Canbex, a spin-off of University College London (UCL) that raised a Series A financing of €2.8M in 2013 from MS Ventures, may become part of Ipsen. The French giant payed €6M upfront for the option to purchase 100% of Canbex shares upon completion of the Phase IIa study of Canbex’s lead candidate for the treatment of spasticity in people with multiple sclerosis (MS).
The candidate, known as VSN16R is a novel, orally active small molecule compound intended for the treatment of spasticity in MS and other disorders. Preclinical and Phase I clinical studies have demonstrated that VSN16R has the potential to provide substantially better patient care than existing systemic anti-spastic treatments. Spasticity is a debilitating and painful symptom of MS that consists of involuntary spasms of limbs and torso musculature. With VSN16R, Canbex aims to set a new standard in the treatment of spasticity, and to improve the lives of people worldwide with this serious and incurable disorder.
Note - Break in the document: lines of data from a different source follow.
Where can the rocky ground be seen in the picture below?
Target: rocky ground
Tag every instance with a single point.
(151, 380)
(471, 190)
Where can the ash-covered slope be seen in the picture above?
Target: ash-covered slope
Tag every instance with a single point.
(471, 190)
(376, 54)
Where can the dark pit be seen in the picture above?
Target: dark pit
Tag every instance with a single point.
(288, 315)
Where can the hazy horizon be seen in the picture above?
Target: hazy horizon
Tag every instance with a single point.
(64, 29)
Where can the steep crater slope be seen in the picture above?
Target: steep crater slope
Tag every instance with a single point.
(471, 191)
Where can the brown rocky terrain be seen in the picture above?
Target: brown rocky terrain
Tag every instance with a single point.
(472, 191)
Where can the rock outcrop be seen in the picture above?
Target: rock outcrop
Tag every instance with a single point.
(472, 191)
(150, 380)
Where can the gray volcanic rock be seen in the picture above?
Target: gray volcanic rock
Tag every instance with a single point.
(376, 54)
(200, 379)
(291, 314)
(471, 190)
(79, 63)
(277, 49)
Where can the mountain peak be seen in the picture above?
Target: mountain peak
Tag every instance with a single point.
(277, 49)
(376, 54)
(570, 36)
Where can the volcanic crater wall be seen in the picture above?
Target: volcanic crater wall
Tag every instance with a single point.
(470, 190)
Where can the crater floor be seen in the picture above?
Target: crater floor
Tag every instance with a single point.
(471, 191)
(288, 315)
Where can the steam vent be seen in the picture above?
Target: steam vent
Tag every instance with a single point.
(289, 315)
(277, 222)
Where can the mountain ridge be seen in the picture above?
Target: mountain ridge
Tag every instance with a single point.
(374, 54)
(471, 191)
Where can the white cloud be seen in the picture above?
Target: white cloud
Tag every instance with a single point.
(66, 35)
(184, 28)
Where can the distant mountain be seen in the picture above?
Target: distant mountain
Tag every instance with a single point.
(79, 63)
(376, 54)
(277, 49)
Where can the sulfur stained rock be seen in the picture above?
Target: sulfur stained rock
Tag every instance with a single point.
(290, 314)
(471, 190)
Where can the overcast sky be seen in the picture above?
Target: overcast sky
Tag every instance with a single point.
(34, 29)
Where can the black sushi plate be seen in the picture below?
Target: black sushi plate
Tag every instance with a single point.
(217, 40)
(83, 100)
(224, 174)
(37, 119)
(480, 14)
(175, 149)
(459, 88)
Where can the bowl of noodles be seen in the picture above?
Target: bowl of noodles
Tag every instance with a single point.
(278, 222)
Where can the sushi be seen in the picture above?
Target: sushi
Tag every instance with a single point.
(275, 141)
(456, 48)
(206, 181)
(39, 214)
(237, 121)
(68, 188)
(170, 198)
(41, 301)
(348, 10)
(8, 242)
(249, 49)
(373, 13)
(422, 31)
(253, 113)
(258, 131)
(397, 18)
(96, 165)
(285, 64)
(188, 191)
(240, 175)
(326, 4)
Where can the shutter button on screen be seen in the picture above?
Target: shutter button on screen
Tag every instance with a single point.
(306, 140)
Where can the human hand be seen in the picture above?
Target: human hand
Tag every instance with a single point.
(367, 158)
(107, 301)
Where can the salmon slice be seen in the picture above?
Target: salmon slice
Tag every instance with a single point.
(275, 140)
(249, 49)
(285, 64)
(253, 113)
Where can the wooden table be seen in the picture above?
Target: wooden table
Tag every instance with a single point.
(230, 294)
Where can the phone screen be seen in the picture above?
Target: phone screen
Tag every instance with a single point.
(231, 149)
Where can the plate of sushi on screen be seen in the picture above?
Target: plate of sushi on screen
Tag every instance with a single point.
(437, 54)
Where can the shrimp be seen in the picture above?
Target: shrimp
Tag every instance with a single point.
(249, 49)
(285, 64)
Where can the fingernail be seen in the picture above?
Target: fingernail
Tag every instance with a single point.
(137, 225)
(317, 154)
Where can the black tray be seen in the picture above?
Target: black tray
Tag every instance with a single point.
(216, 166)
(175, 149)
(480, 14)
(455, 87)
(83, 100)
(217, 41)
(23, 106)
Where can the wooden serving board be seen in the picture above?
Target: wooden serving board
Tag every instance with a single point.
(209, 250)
Marc de Garidel, Chairman and Chief Executive Officer of Ipsen stated: “Ipsen is delighted to enter into a partnership with the UK biotech company Canbex. Their lead compound has demonstrated excellent safety, efficacy and tolerability to date and fits well within our neurology franchise. Indeed, it could be a valuable companion product to Dysport in the treatment of spasticity. The agreement with Canbex also reflects our ambition to maintain our business development efforts to complement organic growth.”
Under the financial terms of the agreement, if Ipsen elects to exercise its option to acquire Canbex at the end of the proof of concept Phase IIa study, Canbex’s shareholders will be eligible to receive a total of up to an additional €90M, comprising an acquisition payment, and additional milestone payments contingent upon launch subsequent to achievement of clinical and regulatory success. In addition, Canbex shareholders will be eligible to receive royalties on world-wide annual net sales of VSN16R.